Das Leben als Architekt in Metropolys könnte ein Traum sein.
In allen 5 Stadtteilen warten freie Bausflächen darauf, mit neuen Fabriken, Parklandschaften, Wohnhäusern, Einkaufzentren oder Verwaltungsgebäuden versehen zu werden.
Gäbe es da nicht diese merkwürdige Vergabepolitik der örtlichen Stadtverwaltung.
Für jedes Bauwerk wird ein eigener Wettbewerb ausgeschrieben.

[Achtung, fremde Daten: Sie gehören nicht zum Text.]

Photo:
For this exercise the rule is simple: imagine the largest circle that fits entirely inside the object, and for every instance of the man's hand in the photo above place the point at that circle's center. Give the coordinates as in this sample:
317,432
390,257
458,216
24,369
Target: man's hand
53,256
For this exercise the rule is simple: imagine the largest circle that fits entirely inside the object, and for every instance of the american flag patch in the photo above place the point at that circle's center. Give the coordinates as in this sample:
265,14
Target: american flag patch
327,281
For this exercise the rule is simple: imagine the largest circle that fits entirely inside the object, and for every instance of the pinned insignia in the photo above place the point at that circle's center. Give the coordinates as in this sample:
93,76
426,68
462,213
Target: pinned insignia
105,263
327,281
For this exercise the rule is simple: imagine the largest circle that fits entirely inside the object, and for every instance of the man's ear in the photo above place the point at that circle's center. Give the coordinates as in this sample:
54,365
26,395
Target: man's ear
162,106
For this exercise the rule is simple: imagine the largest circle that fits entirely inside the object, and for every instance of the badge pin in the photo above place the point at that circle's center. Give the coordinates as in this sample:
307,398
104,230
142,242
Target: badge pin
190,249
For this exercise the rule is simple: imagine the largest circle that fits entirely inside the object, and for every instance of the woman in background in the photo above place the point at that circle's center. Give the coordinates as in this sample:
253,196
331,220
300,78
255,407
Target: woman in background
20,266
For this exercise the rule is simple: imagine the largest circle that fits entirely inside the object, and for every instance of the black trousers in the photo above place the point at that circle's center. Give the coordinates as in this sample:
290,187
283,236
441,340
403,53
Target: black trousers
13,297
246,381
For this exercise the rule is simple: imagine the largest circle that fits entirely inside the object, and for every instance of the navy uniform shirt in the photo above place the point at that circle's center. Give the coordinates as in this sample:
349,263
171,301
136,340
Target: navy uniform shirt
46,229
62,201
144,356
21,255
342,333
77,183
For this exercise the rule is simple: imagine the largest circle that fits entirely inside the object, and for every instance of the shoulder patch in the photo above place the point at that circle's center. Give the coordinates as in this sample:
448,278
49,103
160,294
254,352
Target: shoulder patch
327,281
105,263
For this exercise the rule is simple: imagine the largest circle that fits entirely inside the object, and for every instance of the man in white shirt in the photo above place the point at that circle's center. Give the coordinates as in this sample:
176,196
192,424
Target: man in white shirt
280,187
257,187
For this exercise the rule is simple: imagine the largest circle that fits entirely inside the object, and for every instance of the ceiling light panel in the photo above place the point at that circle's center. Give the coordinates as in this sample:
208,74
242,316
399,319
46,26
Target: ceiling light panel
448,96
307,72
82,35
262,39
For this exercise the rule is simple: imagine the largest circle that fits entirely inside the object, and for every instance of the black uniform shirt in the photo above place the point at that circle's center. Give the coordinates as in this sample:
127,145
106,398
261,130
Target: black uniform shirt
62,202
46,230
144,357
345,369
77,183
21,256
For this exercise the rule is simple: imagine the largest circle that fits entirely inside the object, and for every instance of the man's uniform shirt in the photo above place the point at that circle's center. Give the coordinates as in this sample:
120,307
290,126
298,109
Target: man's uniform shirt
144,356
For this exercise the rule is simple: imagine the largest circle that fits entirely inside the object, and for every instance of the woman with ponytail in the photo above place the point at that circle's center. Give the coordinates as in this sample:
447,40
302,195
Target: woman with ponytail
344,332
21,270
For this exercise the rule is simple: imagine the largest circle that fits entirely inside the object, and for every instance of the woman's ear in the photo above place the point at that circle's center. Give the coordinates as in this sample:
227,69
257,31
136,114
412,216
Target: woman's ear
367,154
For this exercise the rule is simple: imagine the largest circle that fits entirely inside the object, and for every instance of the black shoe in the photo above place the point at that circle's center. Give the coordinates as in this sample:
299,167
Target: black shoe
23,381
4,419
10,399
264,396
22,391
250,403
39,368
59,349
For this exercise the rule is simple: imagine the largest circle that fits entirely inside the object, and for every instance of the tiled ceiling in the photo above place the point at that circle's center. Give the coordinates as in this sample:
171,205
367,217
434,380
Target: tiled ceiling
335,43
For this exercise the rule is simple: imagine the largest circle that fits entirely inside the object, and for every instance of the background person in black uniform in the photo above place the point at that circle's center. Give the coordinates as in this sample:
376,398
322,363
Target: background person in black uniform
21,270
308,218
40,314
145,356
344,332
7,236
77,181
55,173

Dabei dürfen sich die bis zu vier beteiligten Architekten reihum mit immer prächtigeren Gebäuden übertrumpfen, die sie immer jeweils auf zum letzten errichteten Gebäude benachbarten freien Grundstücken erbauen dürfen.
Möchte oder kann keiner mehr überbieten, werden alle bis auf das letzte Gebäude dieses Wettbewerbs wieder abgerissen.
| Metropolys | |
|---|---|
| Verlag | Ystari |
| Autor | Sebastien Pauchon |
| Spieler | 2 bis 4 |
| Alter | ab 8 Jahren |
| Wertung | |
| Dirk Horster | ![]() |
Doch wozu das Ganze? Natürlich geht es um Ruhm und Ehre. Offen auf dem Stadtplan liegen 3 verschiedene Arten von Marken, die man erhält, wenn man das entsprechende Grundstück bebaut. Dabei gibt es zwei positive Arten und eigene negative. Zusätzlich gibt es je nach gewählter Version geheime Aufträge. In der Familienversion sind diese alle gleichwertig und auch gleich schwierig zu erfüllen. In der Expertenversion gibt neben unterschiedlich wertvollen (und schwierigen) Aufträgen, noch die Möglichkeit über die Mehrheiten an höchsten Gebäuden in den 5 Stadtvierteln zu Punkten zu gelangen.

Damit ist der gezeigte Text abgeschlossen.